I would say my basic ideas on parenting such as routine , weaning etc are the same as they were ten years ago . I myself am a little (not a lot ) more relaxed . The pregnancy was no harder being ten years older I don't think and I've got my figure back the same as I did (aside from an issue with c section wound but that's not relevant ) .
So I guess I would say if you have both been on all the holidays or had all the experiences you wanted to as a relaxed couple then go for it . Smile

Churchillian · 21/06/2017 16:30

41 and 43. I didn't meet the right person until then. I'm tired but the kids are still little and don't sleep so not sure it's an age thing.

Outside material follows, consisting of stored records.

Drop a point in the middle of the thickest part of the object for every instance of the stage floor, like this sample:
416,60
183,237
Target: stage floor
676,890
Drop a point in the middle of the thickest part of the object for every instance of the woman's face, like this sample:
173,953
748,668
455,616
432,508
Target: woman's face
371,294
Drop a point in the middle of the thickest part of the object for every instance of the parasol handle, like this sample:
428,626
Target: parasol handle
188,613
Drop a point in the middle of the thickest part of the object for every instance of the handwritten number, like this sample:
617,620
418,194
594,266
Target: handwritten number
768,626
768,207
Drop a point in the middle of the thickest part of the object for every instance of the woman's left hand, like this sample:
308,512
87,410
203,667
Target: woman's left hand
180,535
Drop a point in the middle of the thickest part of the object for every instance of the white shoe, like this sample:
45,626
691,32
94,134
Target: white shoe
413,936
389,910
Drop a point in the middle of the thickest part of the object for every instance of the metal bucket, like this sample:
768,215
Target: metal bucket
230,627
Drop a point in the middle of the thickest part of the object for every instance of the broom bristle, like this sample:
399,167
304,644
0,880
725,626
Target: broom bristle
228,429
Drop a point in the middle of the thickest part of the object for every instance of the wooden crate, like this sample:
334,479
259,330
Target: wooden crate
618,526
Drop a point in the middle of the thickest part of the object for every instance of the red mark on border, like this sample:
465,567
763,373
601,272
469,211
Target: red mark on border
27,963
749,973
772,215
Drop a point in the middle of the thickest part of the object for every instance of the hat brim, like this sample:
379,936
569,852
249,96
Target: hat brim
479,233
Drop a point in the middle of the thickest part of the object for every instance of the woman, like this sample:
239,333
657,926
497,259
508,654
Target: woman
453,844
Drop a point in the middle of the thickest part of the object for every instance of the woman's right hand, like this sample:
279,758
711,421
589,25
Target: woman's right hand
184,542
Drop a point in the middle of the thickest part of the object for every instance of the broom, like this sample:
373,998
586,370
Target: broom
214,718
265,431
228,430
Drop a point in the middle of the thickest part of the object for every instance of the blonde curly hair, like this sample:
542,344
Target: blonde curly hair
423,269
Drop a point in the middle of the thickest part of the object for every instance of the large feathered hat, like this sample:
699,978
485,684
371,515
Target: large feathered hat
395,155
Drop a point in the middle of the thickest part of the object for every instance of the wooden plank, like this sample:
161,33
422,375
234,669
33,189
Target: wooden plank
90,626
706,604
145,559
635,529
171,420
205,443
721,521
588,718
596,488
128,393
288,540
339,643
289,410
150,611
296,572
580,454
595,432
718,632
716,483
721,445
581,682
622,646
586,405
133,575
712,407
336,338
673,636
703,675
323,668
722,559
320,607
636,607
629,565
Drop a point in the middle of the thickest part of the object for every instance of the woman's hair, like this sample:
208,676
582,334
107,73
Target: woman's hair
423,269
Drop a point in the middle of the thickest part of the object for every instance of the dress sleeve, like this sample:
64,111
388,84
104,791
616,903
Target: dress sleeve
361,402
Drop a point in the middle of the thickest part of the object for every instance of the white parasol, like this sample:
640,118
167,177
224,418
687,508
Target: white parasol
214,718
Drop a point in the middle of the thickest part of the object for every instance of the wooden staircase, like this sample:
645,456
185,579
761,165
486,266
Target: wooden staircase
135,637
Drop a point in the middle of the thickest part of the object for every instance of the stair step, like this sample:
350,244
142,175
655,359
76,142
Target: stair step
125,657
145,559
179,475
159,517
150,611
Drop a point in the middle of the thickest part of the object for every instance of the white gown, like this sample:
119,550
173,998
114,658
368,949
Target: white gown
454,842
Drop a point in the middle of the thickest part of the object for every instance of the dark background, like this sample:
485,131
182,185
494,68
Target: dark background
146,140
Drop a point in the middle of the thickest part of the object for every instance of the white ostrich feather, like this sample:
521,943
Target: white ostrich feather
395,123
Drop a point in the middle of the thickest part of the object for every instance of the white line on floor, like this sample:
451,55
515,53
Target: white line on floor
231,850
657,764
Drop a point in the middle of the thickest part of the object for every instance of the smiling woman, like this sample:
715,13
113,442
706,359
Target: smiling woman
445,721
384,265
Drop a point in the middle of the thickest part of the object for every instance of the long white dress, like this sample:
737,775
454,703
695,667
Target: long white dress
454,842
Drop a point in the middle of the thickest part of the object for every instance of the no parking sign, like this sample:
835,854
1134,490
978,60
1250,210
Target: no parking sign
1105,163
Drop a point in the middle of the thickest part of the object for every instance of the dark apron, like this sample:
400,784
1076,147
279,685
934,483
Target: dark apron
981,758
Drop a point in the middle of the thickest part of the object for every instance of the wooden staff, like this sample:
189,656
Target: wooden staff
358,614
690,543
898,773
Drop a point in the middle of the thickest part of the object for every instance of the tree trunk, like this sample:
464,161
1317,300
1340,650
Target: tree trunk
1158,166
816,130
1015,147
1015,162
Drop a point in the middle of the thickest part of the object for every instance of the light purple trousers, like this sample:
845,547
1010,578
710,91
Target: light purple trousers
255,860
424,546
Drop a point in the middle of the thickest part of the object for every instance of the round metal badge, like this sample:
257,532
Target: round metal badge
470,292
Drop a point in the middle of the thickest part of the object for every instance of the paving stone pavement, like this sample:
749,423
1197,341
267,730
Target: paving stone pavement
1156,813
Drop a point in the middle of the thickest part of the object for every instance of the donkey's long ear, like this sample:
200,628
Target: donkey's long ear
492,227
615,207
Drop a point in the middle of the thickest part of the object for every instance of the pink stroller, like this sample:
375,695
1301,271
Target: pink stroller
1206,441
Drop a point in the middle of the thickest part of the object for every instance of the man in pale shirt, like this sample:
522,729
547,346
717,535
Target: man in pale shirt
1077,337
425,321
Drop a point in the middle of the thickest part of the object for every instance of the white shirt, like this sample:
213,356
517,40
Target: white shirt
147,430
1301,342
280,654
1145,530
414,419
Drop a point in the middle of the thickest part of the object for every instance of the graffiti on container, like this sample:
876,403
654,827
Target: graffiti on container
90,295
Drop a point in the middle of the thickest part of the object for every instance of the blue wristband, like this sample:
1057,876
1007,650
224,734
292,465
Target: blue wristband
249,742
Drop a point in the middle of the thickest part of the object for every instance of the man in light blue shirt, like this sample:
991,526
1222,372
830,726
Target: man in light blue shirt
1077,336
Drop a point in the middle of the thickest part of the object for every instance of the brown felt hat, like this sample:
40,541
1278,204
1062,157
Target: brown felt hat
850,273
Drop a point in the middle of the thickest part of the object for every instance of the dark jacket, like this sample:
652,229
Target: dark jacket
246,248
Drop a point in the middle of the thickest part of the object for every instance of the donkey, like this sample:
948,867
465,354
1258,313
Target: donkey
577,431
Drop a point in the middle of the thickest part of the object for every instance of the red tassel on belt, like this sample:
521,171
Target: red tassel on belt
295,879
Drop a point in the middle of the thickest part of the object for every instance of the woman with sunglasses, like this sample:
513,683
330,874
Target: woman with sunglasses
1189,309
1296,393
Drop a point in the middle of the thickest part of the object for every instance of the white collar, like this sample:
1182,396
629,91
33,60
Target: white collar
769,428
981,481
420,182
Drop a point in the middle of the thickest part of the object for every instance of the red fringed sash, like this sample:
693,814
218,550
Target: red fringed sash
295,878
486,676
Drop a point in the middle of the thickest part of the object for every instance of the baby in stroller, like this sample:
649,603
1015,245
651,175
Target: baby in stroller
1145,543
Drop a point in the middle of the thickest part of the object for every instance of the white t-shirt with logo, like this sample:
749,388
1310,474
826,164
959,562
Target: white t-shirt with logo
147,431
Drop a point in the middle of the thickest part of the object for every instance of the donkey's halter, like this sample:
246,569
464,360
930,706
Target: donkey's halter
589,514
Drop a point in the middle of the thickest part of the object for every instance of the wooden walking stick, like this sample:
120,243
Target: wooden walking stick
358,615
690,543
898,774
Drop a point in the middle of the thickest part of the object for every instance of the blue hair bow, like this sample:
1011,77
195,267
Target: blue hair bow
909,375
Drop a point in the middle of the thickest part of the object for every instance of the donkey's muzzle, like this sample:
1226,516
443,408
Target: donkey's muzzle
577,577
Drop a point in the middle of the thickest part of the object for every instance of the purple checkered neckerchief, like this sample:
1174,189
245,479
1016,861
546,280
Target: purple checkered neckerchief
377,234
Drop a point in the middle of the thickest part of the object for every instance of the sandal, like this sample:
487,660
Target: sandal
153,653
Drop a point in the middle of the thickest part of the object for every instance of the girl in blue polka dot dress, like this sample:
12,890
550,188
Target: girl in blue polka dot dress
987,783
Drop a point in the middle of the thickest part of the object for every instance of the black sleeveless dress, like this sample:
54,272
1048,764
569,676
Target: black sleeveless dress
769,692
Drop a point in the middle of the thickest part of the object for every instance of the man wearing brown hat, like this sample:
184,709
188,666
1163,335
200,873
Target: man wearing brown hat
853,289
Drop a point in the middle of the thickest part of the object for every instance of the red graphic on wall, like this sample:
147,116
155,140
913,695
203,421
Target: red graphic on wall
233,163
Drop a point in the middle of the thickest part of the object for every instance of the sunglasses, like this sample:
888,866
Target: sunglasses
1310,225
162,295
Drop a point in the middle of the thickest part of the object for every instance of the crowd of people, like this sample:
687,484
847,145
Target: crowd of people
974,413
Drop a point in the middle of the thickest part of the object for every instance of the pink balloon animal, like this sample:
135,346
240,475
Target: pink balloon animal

I wasn't ready until I was late 30's and didn't meet my partner until I was 40.

LarrytheCucumber · 21/06/2017 16:33

I didn't expect family support as when first two DCs were little we were a long way from family, but when we stayed with DiLs my DMiL was a fantastic grandma, and did loadsx with the DCs. By the time DC3 came along they had moved near us for support and DMiL could only hold him if he was placed in her arms. Consequently DC3 feels as though he only had one grandparent (my DM), because my DF was also very elderly. Sad

turkeyboots · 21/06/2017 16:33
  1. It was a good age for me.
OrangeFluff · 21/06/2017 16:35

I've just turned 33 and hoping to start a family this year. I wasn't ready until early 30s because I didn't want to be tied down during my 20s. I've travelled and partied and been with my husband for nearly 9 years, its been great fun!

The main thing for me has been making sure we were secure when starting a family. Waiting has meant we have been able to buy a family home (which I hope will be filled with our own family over the next few years).

WeAllHaveWings · 21/06/2017 16:35
  1. Wished I'd started earlier and there would have been a chance to have another child.

Also my parents and dh's parents have been dead or frail for a few years now (they were fine when ds was born but all aged quickly on the years shortly after) so ds hasn't had close relationships with them. I am also realising now its possible I won't become a gp until I'm in my mid 60's at least.